A Fabiola Rosero le dijeron una y otra vez que aquello era una “pérdida de tiempo”, que no podía “dejar botado [tirado] al marido”. Que su obligación era “atender la casa”. También se lo repetían a Rosa y a otras muchas mujeres que forman parte de la red de agricultura urbana de la ciudad de Quito que, desde 2002, permite a muchas personas en situación de vulnerabilidad, sobre todo mujeres, mejorar su soberanía alimentaria y empezar un negocio sostenible.

El proyecto Agricultura Urbana Participativa (AGRUPAR) arrancó con una pequeña huerta a los pies del Panecillo, el monumento turístico a la virgen que vigila la ciudad y que, según dicen muchos quiteños, da la espalda a los barrios más marginales del sur.

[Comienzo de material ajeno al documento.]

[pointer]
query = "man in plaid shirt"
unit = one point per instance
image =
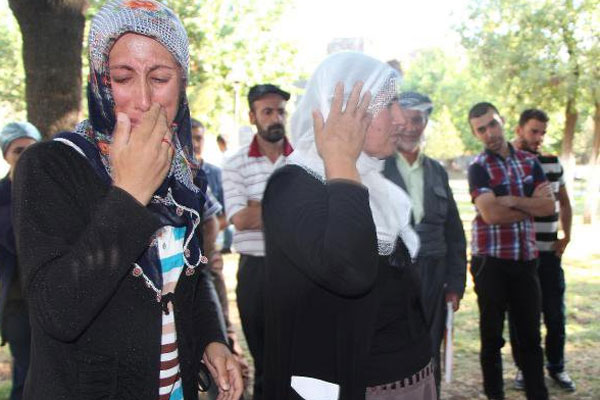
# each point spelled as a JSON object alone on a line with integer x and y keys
{"x": 508, "y": 188}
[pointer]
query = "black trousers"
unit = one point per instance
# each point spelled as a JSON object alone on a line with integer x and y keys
{"x": 432, "y": 272}
{"x": 17, "y": 332}
{"x": 552, "y": 282}
{"x": 250, "y": 300}
{"x": 503, "y": 285}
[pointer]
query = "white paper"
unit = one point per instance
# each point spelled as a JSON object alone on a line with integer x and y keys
{"x": 315, "y": 389}
{"x": 448, "y": 348}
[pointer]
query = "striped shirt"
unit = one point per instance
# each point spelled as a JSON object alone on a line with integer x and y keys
{"x": 170, "y": 252}
{"x": 546, "y": 228}
{"x": 245, "y": 176}
{"x": 517, "y": 175}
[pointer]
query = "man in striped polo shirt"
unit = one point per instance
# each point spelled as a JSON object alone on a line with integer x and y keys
{"x": 245, "y": 175}
{"x": 508, "y": 188}
{"x": 530, "y": 135}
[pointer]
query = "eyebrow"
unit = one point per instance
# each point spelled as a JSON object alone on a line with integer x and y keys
{"x": 152, "y": 69}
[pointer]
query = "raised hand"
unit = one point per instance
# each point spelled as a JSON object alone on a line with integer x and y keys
{"x": 225, "y": 371}
{"x": 140, "y": 158}
{"x": 340, "y": 139}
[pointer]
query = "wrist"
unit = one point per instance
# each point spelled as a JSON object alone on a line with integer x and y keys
{"x": 341, "y": 168}
{"x": 140, "y": 195}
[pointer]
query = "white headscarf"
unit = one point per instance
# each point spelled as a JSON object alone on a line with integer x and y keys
{"x": 389, "y": 204}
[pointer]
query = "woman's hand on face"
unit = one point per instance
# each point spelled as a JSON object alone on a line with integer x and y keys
{"x": 225, "y": 370}
{"x": 140, "y": 158}
{"x": 340, "y": 139}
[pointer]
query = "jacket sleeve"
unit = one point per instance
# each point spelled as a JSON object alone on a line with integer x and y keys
{"x": 73, "y": 256}
{"x": 456, "y": 256}
{"x": 325, "y": 229}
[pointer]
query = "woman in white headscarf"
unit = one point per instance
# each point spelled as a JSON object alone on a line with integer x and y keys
{"x": 343, "y": 314}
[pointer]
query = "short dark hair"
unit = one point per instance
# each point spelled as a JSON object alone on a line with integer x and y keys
{"x": 258, "y": 91}
{"x": 197, "y": 124}
{"x": 480, "y": 109}
{"x": 533, "y": 113}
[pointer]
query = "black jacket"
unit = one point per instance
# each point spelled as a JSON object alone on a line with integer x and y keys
{"x": 96, "y": 328}
{"x": 334, "y": 309}
{"x": 441, "y": 230}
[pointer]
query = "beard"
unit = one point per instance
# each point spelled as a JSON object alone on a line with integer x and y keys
{"x": 273, "y": 134}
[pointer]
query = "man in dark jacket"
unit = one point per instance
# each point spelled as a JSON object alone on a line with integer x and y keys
{"x": 442, "y": 256}
{"x": 14, "y": 139}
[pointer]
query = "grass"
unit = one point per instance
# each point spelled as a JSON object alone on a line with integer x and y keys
{"x": 582, "y": 272}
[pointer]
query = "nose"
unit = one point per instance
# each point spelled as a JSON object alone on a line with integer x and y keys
{"x": 143, "y": 96}
{"x": 397, "y": 115}
{"x": 280, "y": 118}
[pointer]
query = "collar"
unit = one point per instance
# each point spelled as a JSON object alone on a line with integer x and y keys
{"x": 254, "y": 150}
{"x": 511, "y": 151}
{"x": 418, "y": 162}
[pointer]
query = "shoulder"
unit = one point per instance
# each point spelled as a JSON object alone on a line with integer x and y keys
{"x": 433, "y": 164}
{"x": 479, "y": 163}
{"x": 525, "y": 156}
{"x": 292, "y": 179}
{"x": 548, "y": 159}
{"x": 480, "y": 159}
{"x": 211, "y": 168}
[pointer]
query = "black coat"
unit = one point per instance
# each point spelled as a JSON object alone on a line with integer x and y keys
{"x": 96, "y": 328}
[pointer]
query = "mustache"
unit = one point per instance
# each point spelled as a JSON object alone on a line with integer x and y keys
{"x": 276, "y": 127}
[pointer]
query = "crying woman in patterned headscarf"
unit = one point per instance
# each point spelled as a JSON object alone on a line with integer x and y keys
{"x": 121, "y": 303}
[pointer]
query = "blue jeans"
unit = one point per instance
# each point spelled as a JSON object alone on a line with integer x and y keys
{"x": 552, "y": 282}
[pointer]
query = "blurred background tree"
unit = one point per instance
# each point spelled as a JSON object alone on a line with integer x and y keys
{"x": 52, "y": 34}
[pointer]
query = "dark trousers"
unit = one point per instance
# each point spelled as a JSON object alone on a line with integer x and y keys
{"x": 552, "y": 282}
{"x": 17, "y": 332}
{"x": 432, "y": 272}
{"x": 250, "y": 300}
{"x": 503, "y": 285}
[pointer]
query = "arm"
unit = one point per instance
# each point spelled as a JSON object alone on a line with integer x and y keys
{"x": 73, "y": 257}
{"x": 487, "y": 204}
{"x": 493, "y": 212}
{"x": 566, "y": 219}
{"x": 310, "y": 223}
{"x": 456, "y": 255}
{"x": 541, "y": 204}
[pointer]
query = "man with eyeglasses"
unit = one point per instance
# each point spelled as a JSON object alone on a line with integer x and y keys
{"x": 509, "y": 189}
{"x": 442, "y": 259}
{"x": 245, "y": 175}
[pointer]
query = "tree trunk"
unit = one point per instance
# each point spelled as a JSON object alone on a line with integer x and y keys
{"x": 52, "y": 33}
{"x": 567, "y": 157}
{"x": 590, "y": 211}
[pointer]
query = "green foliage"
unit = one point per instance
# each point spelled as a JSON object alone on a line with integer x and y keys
{"x": 12, "y": 75}
{"x": 536, "y": 54}
{"x": 443, "y": 140}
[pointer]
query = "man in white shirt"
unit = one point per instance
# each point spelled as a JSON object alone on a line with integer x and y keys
{"x": 245, "y": 174}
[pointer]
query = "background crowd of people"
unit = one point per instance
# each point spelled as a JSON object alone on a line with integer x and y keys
{"x": 351, "y": 247}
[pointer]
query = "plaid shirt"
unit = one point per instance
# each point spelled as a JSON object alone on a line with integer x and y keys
{"x": 517, "y": 175}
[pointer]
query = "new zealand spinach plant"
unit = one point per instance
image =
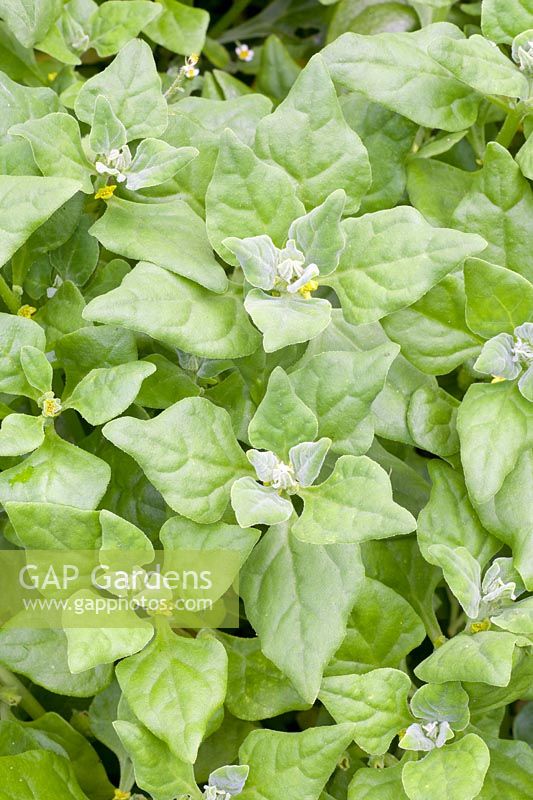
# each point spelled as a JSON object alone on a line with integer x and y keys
{"x": 266, "y": 300}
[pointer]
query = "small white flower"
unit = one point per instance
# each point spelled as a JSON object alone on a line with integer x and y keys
{"x": 244, "y": 53}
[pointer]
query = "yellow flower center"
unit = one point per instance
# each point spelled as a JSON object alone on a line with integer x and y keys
{"x": 26, "y": 311}
{"x": 307, "y": 289}
{"x": 105, "y": 192}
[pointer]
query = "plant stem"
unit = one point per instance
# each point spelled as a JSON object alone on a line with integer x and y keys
{"x": 227, "y": 19}
{"x": 10, "y": 298}
{"x": 28, "y": 701}
{"x": 510, "y": 126}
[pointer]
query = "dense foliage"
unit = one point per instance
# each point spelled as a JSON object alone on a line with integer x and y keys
{"x": 266, "y": 290}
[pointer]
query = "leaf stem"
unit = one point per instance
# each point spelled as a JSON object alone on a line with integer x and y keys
{"x": 9, "y": 297}
{"x": 28, "y": 701}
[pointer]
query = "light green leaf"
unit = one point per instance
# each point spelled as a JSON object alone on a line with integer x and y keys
{"x": 445, "y": 702}
{"x": 36, "y": 368}
{"x": 292, "y": 764}
{"x": 495, "y": 428}
{"x": 340, "y": 388}
{"x": 305, "y": 627}
{"x": 90, "y": 645}
{"x": 198, "y": 457}
{"x": 453, "y": 771}
{"x": 169, "y": 234}
{"x": 25, "y": 203}
{"x": 256, "y": 688}
{"x": 57, "y": 472}
{"x": 354, "y": 504}
{"x": 56, "y": 145}
{"x": 497, "y": 300}
{"x": 255, "y": 504}
{"x": 178, "y": 313}
{"x": 395, "y": 70}
{"x": 288, "y": 319}
{"x": 29, "y": 20}
{"x": 282, "y": 419}
{"x": 180, "y": 28}
{"x": 376, "y": 704}
{"x": 323, "y": 153}
{"x": 485, "y": 657}
{"x": 462, "y": 574}
{"x": 502, "y": 20}
{"x": 107, "y": 131}
{"x": 41, "y": 655}
{"x": 156, "y": 161}
{"x": 433, "y": 333}
{"x": 374, "y": 639}
{"x": 450, "y": 519}
{"x": 38, "y": 773}
{"x": 391, "y": 259}
{"x": 481, "y": 65}
{"x": 116, "y": 22}
{"x": 21, "y": 434}
{"x": 105, "y": 393}
{"x": 133, "y": 88}
{"x": 174, "y": 673}
{"x": 236, "y": 201}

Ahora, 15 años después, hay 3.500 huertos orgánicos dispersos en varios puntos de la geografía urbana de la capital ecuatoriana.

La iniciativa ha sido premiada con el galardón Impulso para el Cambio concedido por la Conferencia de las Naciones Unidas sobre el Cambio Climático (COP23), que se ha celebrado en Bonn (Alemania) hasta este viernes. Este premio reconoce acciones innovadoras y replicables que cumplen con los compromisos sobre cambio climático del Acuerdo de París y con los Objetivos de Desarrollo Sostenible (ODS).

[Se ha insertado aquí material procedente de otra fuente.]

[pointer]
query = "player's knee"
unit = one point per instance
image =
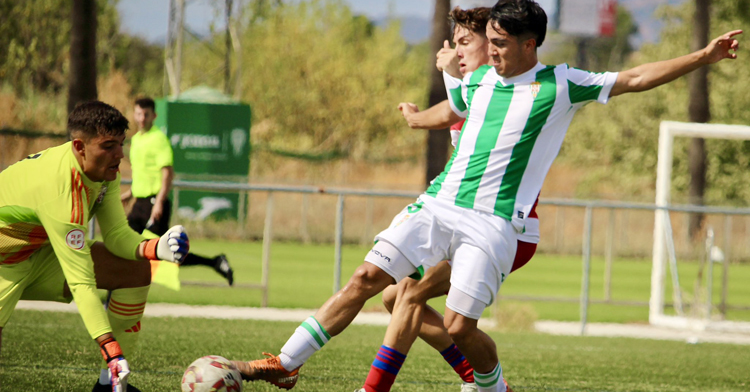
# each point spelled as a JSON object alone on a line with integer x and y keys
{"x": 408, "y": 292}
{"x": 389, "y": 297}
{"x": 368, "y": 280}
{"x": 459, "y": 327}
{"x": 138, "y": 276}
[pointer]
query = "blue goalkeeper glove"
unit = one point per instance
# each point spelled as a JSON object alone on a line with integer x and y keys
{"x": 172, "y": 246}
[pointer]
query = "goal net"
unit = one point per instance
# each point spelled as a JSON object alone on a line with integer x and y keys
{"x": 664, "y": 257}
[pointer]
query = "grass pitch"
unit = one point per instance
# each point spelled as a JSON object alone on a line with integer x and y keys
{"x": 52, "y": 352}
{"x": 309, "y": 270}
{"x": 44, "y": 351}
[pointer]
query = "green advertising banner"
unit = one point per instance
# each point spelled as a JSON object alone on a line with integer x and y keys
{"x": 211, "y": 142}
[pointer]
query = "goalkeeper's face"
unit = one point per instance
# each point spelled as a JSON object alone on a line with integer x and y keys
{"x": 101, "y": 156}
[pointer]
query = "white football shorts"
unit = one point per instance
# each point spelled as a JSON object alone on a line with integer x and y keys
{"x": 431, "y": 230}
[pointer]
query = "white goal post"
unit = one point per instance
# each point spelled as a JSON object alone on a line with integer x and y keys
{"x": 668, "y": 130}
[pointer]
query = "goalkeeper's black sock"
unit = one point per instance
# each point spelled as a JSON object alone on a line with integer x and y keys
{"x": 193, "y": 259}
{"x": 219, "y": 263}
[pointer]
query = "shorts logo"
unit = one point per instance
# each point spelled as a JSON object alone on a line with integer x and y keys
{"x": 415, "y": 207}
{"x": 75, "y": 239}
{"x": 388, "y": 259}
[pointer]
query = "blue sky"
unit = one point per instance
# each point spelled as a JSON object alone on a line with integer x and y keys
{"x": 148, "y": 18}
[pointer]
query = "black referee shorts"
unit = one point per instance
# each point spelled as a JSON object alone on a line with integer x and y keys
{"x": 141, "y": 212}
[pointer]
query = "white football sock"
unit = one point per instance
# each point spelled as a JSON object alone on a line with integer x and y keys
{"x": 307, "y": 339}
{"x": 490, "y": 382}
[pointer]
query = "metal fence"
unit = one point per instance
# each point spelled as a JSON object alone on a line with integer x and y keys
{"x": 587, "y": 234}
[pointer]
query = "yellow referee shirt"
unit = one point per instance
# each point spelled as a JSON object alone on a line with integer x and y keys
{"x": 150, "y": 151}
{"x": 47, "y": 200}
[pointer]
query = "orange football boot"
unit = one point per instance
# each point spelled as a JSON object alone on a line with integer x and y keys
{"x": 269, "y": 370}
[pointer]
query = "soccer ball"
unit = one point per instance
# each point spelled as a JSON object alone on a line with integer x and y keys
{"x": 212, "y": 373}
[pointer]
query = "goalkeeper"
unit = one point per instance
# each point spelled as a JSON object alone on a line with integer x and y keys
{"x": 46, "y": 201}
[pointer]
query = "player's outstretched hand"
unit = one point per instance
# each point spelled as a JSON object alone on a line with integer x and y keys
{"x": 172, "y": 246}
{"x": 117, "y": 364}
{"x": 119, "y": 371}
{"x": 447, "y": 59}
{"x": 408, "y": 108}
{"x": 723, "y": 47}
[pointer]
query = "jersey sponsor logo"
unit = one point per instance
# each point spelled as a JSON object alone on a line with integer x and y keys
{"x": 415, "y": 207}
{"x": 34, "y": 156}
{"x": 75, "y": 239}
{"x": 535, "y": 88}
{"x": 101, "y": 194}
{"x": 382, "y": 256}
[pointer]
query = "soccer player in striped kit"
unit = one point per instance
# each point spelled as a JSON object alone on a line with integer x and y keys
{"x": 408, "y": 299}
{"x": 517, "y": 112}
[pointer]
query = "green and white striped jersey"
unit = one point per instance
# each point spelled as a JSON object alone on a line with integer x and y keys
{"x": 513, "y": 131}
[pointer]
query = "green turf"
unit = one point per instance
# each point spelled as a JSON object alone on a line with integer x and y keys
{"x": 45, "y": 351}
{"x": 308, "y": 269}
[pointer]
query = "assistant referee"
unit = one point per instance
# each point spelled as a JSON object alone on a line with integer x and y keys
{"x": 151, "y": 159}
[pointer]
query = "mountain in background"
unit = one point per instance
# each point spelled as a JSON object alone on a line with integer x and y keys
{"x": 415, "y": 29}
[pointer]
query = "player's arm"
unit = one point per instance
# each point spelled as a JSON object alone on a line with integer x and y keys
{"x": 447, "y": 60}
{"x": 167, "y": 176}
{"x": 126, "y": 195}
{"x": 437, "y": 117}
{"x": 67, "y": 231}
{"x": 647, "y": 76}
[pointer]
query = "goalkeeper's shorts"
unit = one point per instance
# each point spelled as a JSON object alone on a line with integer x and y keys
{"x": 39, "y": 278}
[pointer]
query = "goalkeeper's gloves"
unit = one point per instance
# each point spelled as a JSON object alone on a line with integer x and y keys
{"x": 117, "y": 364}
{"x": 172, "y": 246}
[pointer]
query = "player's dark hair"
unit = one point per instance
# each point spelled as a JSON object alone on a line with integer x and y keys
{"x": 474, "y": 19}
{"x": 146, "y": 103}
{"x": 90, "y": 119}
{"x": 523, "y": 19}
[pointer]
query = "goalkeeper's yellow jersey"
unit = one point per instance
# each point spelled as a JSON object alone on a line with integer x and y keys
{"x": 46, "y": 199}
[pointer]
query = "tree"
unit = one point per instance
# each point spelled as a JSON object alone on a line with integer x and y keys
{"x": 82, "y": 85}
{"x": 437, "y": 139}
{"x": 698, "y": 111}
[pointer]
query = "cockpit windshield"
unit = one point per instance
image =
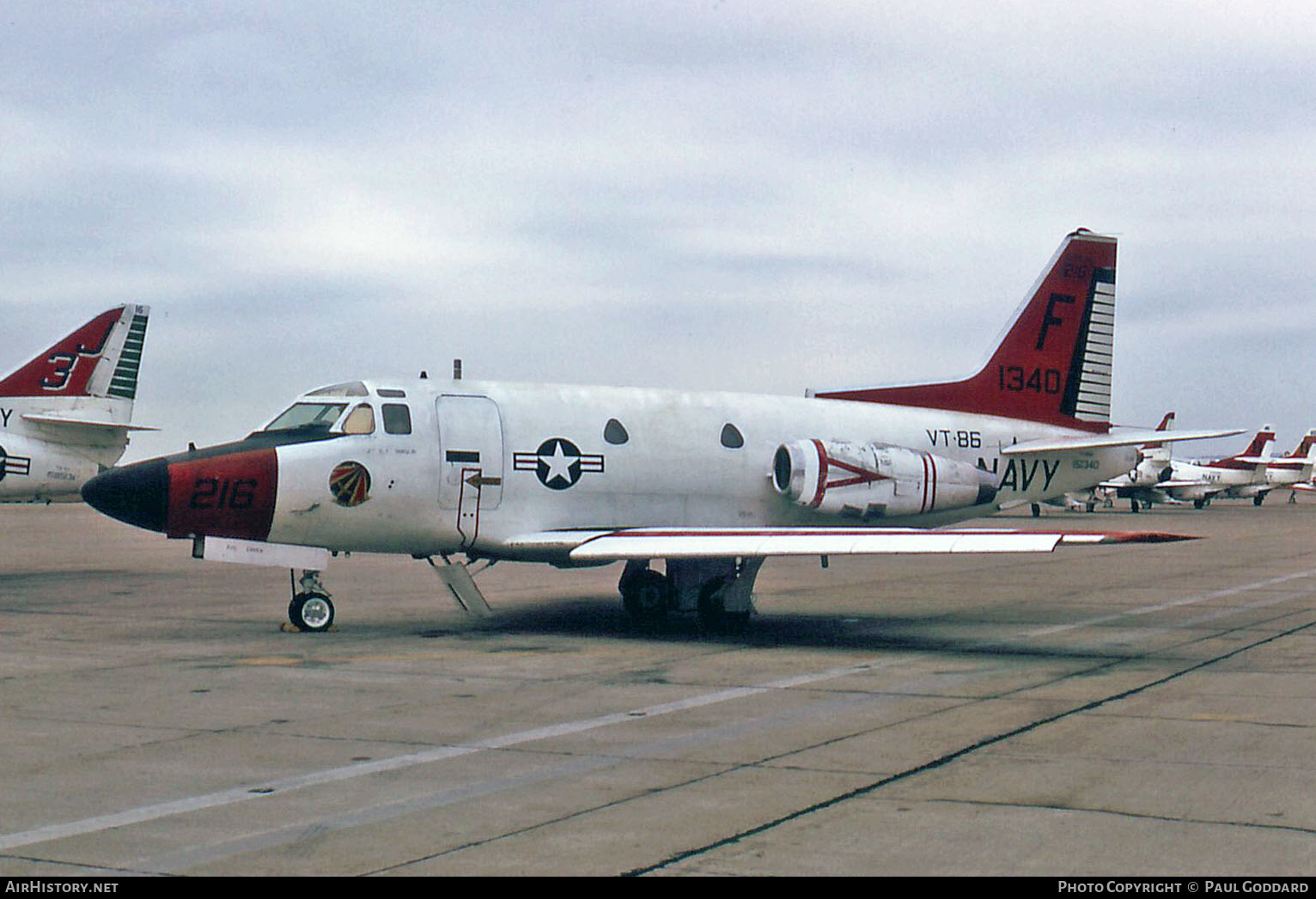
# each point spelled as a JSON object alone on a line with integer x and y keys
{"x": 307, "y": 416}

“Me he liberado, ya no estoy esclavizada en el hogar”

Fabiola siempre trabajó como ama de casa y, durante algunos años, enfundando caramelos. “Con este proyecto me he liberado. Ya no estoy esclavizada en el hogar”, cuenta mientras coloca con mimo el maní [cacahuete] y otros frutos secos que vende en una de las 17 bioferias semanales organizadas por AGRUPAR. Trabaja en equipo con sus dos hermanas. Todo sus productos salen de la huerta de su hermana mayor.

Fabiola y Rosa le dan el valor añadido en la cocina de su casa, que es su micro fábrica. Sus familiares, sobre todo sus maridos, han pasado de criticarlas a ayudarlas. “He aprendido a valorarme, a demostrarme que no soy inútil. Ya no estoy esclavizada en el hogar”, repite Rosa, de 58 años. “Hemos creado un grupo de apoyo entre mujeres para aprender de la mano”, explica.

Alrededor de 4.000 agricultores urbanos, periurbanos y rurales participan en el proyecto. Más del 80% son mujeres. Una de las claves del éxito y la longevidad de esta iniciativa radica, dicen, en cómo se coordinan los propios productores para garantizar que el proyecto sea sostenible. Montan y desmontan las bioferias, transportan su mercancía, idean mecanismos participativos para mantener sus estándares de calidad y buscan soluciones comunitarias a sus necesidades. En las mingas [jornadas de trabajo en comunidad], construyen invernaderos y contactan con las compañeras que tienen plántulas listas para sembrar.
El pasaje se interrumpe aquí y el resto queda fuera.